Village in Bedfordshire, England

Pertenhall is a small village and civil parish located in Bedfordshire, close to the borders of Cambridgeshire and Northamptonshire.

The name derives from Peters Hill (allegedly) based on the Hill by St Peter's Church. The village is part of the parish of Pertenhall & Swineshead and is within Stodden Hundred (which comprises Bolnhurst, Clapham, Dean and Shelton, Keysoe, Knotting, Little Staughton, Melchbourne, Milton Ernest, Oakley, Pertenhall, Riseley, Shelton, Tilbrook and Yelden).

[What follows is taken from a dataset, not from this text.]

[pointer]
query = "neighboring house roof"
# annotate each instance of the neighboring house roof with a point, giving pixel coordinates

The village is drawn out along the B660 beginning with Chapel Yard, derived from the Moravian Chapel located there and is characterised by a series of 'Ends', namely Wood End (a cul-de-sac, terminating at a footpath known locally as 'the Track', Chadwell End (a thoroughfare), derived from the Chad Well that exists nearby and leading to Green End at the south.

==World War II==
During the war the village had a propaganda school for the Special Operations Executive (SOE).

== Moravian Chapel ==

Inscription on gate at entrance to Moravian Chapel Graveyard

Little remains of the chapel itself but there are still gravestones in the graveyard.

== St Peter's Church ==

St Peters Church, Pertenhall

The village's oldest building is the church, which dates from Norman times. There are also a number of interesting buildings such as the Manor House, Hoo Farm and Green End Farm House, all of which date back several hundred years.

== Village Hall ==

Pertenhall Village Hall, previously the village school

Inscription above Village Hall entrance - "Christo in Parvulis" meaning "For Christ in the dear little children"

Plaque commemorating the Reverend Martyn's donation

The Village Hall was formerly the Village School which was in use from 1870 to 1946. The school was built on a site bequeathed by the Reverend John King Martyn M.A. and a plaque in the hall commemorates this. John King Martyn was the grandson of the botanist John Martyn.

== Education ==
The primary school within catchment of Pertenhall is located in the village of Riseley, four miles away from Pertenhall, and is called Riseley Primary School. The secondary school within catchment of Pertenhall is in the village of Sharnbrook, eight miles away from Pertenhall, and is called Sharnbrook Academy.